Lettura 1 min.Elisabetta Del Curto
Ci sono anche i colleghi autisti della autotrasporti Rainoldi di Castello dell’Acqua fra i 432 partecipanti alla raccolta fondi “Rifugio Christopher Rainoldi”, attivata sulla piattaforma Gofundme dagli amici e associati dall’Asd Castelraider il 13 luglio scorso, allo scopo di valorizzare il più possibile un luogo stupendo, l’Alpe Caronella, situato a 1.860 metri di quota sopra l’abitato, e che era particolarmente caro al 33enne, travolto da una valanga scesa dal Mount Bigger, in Canada, dove si trovava con alcuni amici il 22 marzo.
Una perdita enorme per i familiari, certamente, ma anche per i colleghi e per i tantissimi amici di Christopher che hanno pensato fosse bello ricordarlo in questo modo, dedicandogli il bivacco-rifugio Alpe Caronella, che era solito frequentare e che richiede una serie di migliorie a partire dalla riverniciatura del tetto.
La cifra
Questa si farà, è indubbio, come si potranno fare altre cose, apportare altri abbellimenti alla struttura, dal momento che la cifra raccolta è notevole, 52.960 euro alla tarda mattinata di ieri. E il flusso di donazioni è incessante. Si va dai 1.500 di persone anonime a cifre più contenute, ma poco importa: tutto contribuisce a realizzare questo sogno e a ricordare Christopher sulle sue montagne.
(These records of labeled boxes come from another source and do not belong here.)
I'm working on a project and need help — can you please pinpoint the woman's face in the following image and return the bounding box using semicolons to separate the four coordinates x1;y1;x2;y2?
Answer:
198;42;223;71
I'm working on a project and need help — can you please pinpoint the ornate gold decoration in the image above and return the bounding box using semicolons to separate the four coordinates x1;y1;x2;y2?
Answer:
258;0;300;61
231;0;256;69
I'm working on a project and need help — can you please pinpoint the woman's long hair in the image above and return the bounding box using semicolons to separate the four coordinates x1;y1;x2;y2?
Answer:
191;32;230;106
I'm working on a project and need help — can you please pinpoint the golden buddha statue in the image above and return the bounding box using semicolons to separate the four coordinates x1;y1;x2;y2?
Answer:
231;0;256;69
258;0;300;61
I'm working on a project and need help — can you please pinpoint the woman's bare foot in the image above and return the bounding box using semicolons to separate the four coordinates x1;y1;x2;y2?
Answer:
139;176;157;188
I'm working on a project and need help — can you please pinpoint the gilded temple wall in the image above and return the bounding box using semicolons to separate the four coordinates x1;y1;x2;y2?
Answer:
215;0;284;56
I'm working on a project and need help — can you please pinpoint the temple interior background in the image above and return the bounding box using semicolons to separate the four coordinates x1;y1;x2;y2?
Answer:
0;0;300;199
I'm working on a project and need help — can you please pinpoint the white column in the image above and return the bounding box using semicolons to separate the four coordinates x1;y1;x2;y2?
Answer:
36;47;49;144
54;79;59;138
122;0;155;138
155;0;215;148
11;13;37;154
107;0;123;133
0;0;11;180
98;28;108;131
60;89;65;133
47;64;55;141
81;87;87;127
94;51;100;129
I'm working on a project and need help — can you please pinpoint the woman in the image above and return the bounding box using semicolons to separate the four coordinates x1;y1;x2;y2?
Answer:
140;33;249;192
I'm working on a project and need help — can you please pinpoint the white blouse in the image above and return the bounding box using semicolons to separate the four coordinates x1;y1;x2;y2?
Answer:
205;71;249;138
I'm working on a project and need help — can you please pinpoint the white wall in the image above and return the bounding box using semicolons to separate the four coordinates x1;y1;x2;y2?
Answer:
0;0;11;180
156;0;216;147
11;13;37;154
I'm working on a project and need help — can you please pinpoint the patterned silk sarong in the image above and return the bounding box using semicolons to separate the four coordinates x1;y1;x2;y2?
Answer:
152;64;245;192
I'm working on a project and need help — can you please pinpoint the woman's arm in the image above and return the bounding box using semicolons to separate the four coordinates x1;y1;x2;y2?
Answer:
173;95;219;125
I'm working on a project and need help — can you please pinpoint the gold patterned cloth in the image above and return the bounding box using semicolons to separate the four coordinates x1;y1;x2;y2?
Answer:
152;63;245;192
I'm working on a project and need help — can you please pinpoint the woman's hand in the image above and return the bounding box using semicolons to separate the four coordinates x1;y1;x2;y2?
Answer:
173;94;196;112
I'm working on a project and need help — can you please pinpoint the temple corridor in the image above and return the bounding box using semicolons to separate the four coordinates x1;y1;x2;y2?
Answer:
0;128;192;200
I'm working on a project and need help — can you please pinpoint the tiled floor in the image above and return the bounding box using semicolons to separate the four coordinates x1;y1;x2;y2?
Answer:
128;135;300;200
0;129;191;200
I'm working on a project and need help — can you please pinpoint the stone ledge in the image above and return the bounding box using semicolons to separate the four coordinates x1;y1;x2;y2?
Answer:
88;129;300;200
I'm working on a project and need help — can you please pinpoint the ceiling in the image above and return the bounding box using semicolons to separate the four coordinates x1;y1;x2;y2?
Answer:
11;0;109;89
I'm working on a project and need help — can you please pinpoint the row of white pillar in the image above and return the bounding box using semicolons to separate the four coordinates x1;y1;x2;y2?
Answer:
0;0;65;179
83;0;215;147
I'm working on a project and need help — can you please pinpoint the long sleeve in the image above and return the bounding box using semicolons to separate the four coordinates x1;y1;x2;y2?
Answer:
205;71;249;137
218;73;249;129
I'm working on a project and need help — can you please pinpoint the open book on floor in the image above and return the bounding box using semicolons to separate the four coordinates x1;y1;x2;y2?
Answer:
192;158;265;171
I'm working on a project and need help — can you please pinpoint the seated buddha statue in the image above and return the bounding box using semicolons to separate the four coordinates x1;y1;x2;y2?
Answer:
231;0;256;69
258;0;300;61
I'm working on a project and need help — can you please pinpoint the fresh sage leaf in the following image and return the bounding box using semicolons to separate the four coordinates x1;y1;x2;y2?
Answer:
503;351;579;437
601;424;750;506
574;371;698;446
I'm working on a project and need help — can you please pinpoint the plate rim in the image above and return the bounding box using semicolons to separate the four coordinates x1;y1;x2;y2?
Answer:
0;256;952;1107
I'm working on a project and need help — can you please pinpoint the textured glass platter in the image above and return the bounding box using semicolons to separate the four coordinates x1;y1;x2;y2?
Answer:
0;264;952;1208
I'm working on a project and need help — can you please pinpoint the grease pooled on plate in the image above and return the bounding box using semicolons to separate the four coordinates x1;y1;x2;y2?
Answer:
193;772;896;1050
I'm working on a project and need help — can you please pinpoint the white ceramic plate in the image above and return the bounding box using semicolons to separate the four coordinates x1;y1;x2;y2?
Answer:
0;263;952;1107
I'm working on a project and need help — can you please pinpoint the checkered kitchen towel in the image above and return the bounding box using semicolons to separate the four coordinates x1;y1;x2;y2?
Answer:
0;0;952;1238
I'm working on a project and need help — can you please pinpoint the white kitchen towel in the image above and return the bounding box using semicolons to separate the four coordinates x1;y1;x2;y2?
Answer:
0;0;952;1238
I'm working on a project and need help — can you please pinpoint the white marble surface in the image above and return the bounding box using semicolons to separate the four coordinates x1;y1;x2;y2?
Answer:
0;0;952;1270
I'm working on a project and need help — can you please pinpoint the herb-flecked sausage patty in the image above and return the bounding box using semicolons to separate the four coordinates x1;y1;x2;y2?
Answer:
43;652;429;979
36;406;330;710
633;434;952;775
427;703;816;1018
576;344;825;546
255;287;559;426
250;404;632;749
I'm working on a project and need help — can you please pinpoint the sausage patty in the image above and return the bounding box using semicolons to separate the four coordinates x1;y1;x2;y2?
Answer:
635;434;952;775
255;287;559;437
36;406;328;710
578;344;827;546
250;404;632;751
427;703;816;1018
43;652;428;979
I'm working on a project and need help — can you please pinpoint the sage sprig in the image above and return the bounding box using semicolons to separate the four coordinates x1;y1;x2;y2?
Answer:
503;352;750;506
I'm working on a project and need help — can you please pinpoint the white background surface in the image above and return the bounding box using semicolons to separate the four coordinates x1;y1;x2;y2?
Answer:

Già fissata la data dell’intitolazione della struttura, che si terrà sabato, con ritrovo all’alpe Caronella alle 10.30. Alle 11 verrà celebrata la messa seguita dalla cerimonia di intitolazione del rifugio e dal pranzo in amicizia (costo 15 euro su prenotazione al 347.0763379 o 333.9604455) il cui ricavato sarà destinato alla sistemazione del bivacco-rifugio.
«Le donazioni proseguono spedite e di questo non possiamo che ringraziarvi – scrive Federica Pusterla su Gofundme a nome di tutta l’Asd Castelraider -. Il traguardo impostato (60mila euro) è sempre più vicino... Vogliamo anche informarvi del fatto che martedì è stato aperto un nuovo conto corrente nel quale poi verranno versati i proventi di questa raccolta nell’attesa di poter partire, quanto prima, con i lavori di sistemazione del rifugio “Christopher Rainoldi”. Per chiarezza e trasparenza precisiamo che il conto è intestato al Consorzio Alpe Caronella, proprietario dello stabile e col quale l’iniziativa è stata concordata, e che Mario, papà di Christopher, sarà la persona che avrà la firma per operare sullo stesso».
I numeri
A ieri erano già quasi 250 i prenotati per il pranzo in quota e non è escluso che altri si aggreghino per cui l’Asd Castelraider è già al lavoro per allestire il tutto la meglio. Parte del materiale necessario è stato portato in quota in elicottero, ma tutto il resto raggiungerà l’Alpe Caronella a spalla, perché non c’è una strada che arrivi fino al bivacco-rifugio.
Tutto questo pur di ricordare Christopher al meglio, lui che era sempre disponibile, di buon carattere, amante della montagna e degli animali, amico di tutti. Stupendo in foto che la sua Nina, giovane pastore belga malinois affidatogli dai cinofili del Corpo nazionale del soccorso alpino di cui faceva parte.